■2019年行政書士試験・憲法第2問

行政書士合格講座2019年行政書士試験の問題解説>2019年行政書士試験・憲法第2問

このサイトについて・プライバシーポリシー 憲法学の窓・公務員試験対策室 Site Map

■法の下の平等(2019−4)

家族・婚姻に関する次の記述のうち、最高裁判所の判例に照らし、妥当なものはどれか。

1) 嫡出でない子の法定相続分を嫡出子の2分の1とする民法の規定は、当該規定が補充的に機能する規定であることから本来は立法裁量が広く認められる事柄であるが、法律婚の保護という立法目的に照らすと著しく不合理であり、憲法に違反する。

2) 国籍法が血統主義を採用することには合理性があるが、日本国民との法律上の親子関係の存否に加え、日本との密接な結びつきの指標として一定の要件を設け、これを満たす場合に限り出生後の国籍取得を認めるとする立法目的には、合理的な根拠がないため不合理な差別に当たる。

3) 出生届に嫡出子または嫡出でない子の別を記載すべきものとする戸籍法の規定は、嫡出でない子について嫡出子との関係で不合理な差別的取扱いを定めたものであり、憲法に違反する。

4) 厳密に父性の推定が重複することを回避するための期間(100日)を超えて女性の再婚を禁止する民法の規定は、婚姻および家族に関する事項について国会に認められる合理的な立法裁量の範囲を超え、憲法に違反するに至った。

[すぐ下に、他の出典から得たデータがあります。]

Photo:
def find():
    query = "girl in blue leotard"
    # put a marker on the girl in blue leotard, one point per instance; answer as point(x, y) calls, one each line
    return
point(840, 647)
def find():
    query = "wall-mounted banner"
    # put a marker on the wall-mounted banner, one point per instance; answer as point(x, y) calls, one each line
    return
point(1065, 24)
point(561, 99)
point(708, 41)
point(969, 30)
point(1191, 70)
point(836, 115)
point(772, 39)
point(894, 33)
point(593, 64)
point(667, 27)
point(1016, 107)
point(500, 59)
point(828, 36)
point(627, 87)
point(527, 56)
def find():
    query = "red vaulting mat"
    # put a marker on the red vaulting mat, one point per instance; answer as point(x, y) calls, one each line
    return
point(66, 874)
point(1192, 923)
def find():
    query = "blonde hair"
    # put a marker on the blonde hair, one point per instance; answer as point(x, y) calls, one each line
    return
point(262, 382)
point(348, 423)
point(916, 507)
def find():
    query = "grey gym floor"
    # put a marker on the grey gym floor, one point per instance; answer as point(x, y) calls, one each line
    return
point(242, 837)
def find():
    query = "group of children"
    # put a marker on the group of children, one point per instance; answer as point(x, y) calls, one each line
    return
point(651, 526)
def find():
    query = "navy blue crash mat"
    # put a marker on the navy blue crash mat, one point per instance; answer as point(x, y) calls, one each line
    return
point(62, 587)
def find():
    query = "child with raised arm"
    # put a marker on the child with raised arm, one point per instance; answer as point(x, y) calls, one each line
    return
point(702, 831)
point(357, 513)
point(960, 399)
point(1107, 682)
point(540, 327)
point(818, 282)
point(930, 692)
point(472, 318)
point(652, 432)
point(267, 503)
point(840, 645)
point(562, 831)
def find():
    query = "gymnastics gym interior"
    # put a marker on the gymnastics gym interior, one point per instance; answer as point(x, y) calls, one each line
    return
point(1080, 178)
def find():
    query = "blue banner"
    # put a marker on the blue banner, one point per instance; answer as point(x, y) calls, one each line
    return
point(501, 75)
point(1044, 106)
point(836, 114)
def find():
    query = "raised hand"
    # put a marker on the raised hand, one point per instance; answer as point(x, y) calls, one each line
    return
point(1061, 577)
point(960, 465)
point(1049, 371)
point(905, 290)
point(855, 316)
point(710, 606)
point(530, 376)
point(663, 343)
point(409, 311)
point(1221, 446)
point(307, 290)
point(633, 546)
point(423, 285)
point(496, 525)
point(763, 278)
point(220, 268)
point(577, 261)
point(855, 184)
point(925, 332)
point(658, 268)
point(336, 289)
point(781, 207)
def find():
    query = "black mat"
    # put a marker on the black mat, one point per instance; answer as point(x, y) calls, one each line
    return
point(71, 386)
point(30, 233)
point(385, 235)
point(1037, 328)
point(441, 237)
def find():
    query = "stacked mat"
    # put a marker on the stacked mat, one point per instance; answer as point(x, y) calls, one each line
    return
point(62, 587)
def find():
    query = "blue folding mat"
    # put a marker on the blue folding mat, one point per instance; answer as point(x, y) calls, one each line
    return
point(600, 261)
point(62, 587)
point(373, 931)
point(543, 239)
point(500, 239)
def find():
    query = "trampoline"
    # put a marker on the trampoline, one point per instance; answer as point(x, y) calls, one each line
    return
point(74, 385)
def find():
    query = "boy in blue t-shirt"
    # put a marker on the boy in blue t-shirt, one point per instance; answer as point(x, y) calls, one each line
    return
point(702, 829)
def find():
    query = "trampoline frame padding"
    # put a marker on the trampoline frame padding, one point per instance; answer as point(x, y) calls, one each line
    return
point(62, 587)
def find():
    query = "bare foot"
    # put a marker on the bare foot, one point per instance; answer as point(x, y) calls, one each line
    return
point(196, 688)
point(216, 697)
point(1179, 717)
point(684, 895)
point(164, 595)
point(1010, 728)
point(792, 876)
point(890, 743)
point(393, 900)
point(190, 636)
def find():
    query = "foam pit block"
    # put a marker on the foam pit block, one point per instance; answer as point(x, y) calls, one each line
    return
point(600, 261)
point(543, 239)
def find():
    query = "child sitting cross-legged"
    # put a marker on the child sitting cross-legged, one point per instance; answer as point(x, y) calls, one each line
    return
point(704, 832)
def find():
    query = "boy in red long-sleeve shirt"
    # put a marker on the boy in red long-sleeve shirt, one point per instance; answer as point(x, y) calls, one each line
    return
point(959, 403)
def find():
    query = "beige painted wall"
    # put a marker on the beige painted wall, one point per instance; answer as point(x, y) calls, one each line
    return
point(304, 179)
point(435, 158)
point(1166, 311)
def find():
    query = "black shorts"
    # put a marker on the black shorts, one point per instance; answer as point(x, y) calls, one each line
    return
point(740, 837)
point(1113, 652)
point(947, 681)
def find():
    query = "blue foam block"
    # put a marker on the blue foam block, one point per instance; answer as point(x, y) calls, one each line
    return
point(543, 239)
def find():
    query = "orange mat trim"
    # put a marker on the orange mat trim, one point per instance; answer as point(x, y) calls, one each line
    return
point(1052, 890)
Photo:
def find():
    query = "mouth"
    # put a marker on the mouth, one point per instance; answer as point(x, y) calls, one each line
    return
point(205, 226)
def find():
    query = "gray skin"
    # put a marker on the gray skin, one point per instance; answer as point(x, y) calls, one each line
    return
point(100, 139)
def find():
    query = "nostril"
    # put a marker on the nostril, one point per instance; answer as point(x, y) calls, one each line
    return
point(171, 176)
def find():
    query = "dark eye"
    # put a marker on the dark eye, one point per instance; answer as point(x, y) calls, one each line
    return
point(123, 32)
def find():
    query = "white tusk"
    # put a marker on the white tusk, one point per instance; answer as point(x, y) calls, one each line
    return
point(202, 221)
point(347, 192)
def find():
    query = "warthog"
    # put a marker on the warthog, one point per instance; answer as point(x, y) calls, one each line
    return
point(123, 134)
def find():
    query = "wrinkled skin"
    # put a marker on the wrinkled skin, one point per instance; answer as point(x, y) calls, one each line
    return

5) 夫婦となろうとする者の間の個々の協議の結果として夫の氏を選択する夫婦が圧倒的多数を占める状況は実質的に法の下の平等に違反する状態といいうるが、婚姻前の氏の通称使用が広く定着していることからすると、直ちに違憲とまではいえない。

■解説

【難易度】やや難しい。

1) 誤り。民法900条4号但書前段の合理性は、個人の尊厳と法の下の平等に照らし、非嫡出子の権利が不当に侵害されているかどうか観点から判断されるべきとし、法律婚の定着という事実はこの法律問題の結論に直ちに結びつかないとしたのが判例である。そして最高裁は、平成13年7月段階で民法900条4号但書の合理性は失われていたとし、憲法14条1項に反するとした(最大判平成25年9月4日)。民法900条4号但書前段はこの判決を受けて、同年12月の改正で削除となった。なお法律婚の強調はむしろ民法900条4号但書前段を合憲とすることになろう(旧判例〔最大決平成7年7月5日〕)。芦部信喜(高橋和之補訂)『憲法』第5版(2011年、有斐閣)136頁、佐藤幸治『日本国憲法論』(2011年、成文堂)211頁。

2) 誤り。判例はここで言う立法目的自体の合理性は肯定している(最大判平成20年6月4日)。前掲芦部137頁、佐藤107−108頁。

3) 誤り。判例は、法律婚主義と戸籍事務処理上の便宜という点を理由に、ここで言う戸籍法の規定(49条2項1号)の合理性を肯定した(最判平成25年9月26日)。

4) 正しい。最大判平成27年12月16日。この判決にそうべく判決の翌年民法733条は改正された。

5) 誤り。民法750条は、文言上性別に基づく法的な差別取扱を規定している訳でなく、「個々の協議の結果として夫の氏を選択する夫婦が圧倒的多数を占める状況」が認められるとしても、それは同条の規定のあり方自体から生じたわけではないとして、民法750条は憲法14条1項に反しないとしたのが判例である(最大判平成27年12月16日)。